Mecze mistrzostw świata odbędą się w Moskwie, Petersburgu, Kaliningradzie, Krasnojarsku, Kazaniu, Jekaterynburgu, Kemerowie, Nowosybirsku, Ufie oraz Jarosławiu lub Biełgorodzie. - FIVB będzie dalej współpracować z WADA i organizatorami zawodów, aby zapewnić wdrożenie wyroku CAS w zakresie wywieszania flag, strojów, hymny narodowego i innych oznaczeń. FIVB podtrzymuje zerową tolerancję dla dopingu, jest i zawsze będzie w pełni zaangażowana w ochronę czystości sportu - czytamy na końcu komunikatu. 

WADA tłumaczy 

Sport.pl poprosił o komentarz Światową Agencję Antydopingową, na której stanowisko powołuje się FIVB. Przesłane nam przez Annę Ulman, menedżer do spraw komunikacji w WADA, oświadczenie zaczyna się od powołania na wspomniane wyżej orzeczenie CAS-u. W sekcji 4c orzeczenia Trybunał wskazał, że "jeżeli prawo do organizacji (wydarzenia objętego decyzją) w okresie dwóch lat zostało już przyznane Federacji Rosyjskiej, dany sygnatariusz Światowego Kodeksu Antydopingowego musi cofnąć to prawo i ponownie przyznać organizację wydarzenia innemu państwu, chyba że jest to prawnie lub praktycznie niemożliwe". 
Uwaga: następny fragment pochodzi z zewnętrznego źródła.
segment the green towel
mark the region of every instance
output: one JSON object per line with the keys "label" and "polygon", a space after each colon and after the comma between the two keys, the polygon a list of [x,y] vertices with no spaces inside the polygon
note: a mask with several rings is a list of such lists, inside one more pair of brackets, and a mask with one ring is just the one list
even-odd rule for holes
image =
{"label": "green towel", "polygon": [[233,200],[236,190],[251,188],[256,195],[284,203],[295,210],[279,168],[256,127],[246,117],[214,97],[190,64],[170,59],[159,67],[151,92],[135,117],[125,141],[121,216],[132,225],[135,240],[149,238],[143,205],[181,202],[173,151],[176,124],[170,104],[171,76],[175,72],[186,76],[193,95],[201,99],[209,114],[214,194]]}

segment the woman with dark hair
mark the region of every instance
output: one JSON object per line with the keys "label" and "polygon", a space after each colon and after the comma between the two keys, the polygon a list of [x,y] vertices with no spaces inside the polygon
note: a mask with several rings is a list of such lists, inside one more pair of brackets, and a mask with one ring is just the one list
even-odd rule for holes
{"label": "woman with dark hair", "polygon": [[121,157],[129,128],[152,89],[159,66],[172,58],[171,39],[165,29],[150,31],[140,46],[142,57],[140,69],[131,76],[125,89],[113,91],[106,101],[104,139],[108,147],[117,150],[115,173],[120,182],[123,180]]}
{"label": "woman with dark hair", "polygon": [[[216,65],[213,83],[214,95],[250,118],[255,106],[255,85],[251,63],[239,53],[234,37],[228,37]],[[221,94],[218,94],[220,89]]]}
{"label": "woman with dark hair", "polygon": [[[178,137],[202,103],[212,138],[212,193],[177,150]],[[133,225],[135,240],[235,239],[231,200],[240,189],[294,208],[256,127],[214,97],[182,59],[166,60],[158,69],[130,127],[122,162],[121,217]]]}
Sygnatariuszami Światowego Kodeksu Antydopingowego są federacje międzynarodowe danych dyscyplin sportowych - np. piłki nożnej (FIFA), siatkówki (FIVB) czy tenisa (ITF). To na nich spoczywa odpowiedzialność za przeniesienie imprezy do innego kraju.
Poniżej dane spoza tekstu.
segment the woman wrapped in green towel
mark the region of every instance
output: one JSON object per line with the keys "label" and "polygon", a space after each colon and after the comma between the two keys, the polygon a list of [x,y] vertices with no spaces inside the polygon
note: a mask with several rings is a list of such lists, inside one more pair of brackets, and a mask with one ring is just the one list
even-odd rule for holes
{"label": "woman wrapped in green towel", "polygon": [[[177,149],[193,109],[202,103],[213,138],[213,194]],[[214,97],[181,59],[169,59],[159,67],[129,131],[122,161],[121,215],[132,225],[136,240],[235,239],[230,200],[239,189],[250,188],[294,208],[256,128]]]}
Dalej: "W związku z tym WADA wprowadziła mechanizm monitorowania mistrzostw świata odbywających się w Rosji w 2021 i 2022 roku, w ramach którego poszczególne federacje międzynarodowe są proszone o dostarczenie obszernych informacji i dokumentacji dotyczących "prawnych" i "praktycznych" aspektów przedmiotowych wydarzeń, w tym między innymi:

  • Data przyznania prawa do organizacji wydarzenia
  • Wszelkie inne kraje, które pierwotnie ubiegały się o organizację wydarzenia lub były gospodarzem poprzednich edycji imprezy
  • Etap przygotowań (np. budowa lub remont obiektów)
  • Podpisane i obowiązujące umowy prawnie wiążące
  • Łatwość przeniesienia wydarzenia do innego kraju, biorąc pod uwagę rozmiar i/lub czas imprezy
  • Ryzyka finansowe, operacyjne lub inne związane z przeniesieniem wydarzenia poniesione przez daną federację międzynarodową [w tym wypadku FIVB - przyp. red.]".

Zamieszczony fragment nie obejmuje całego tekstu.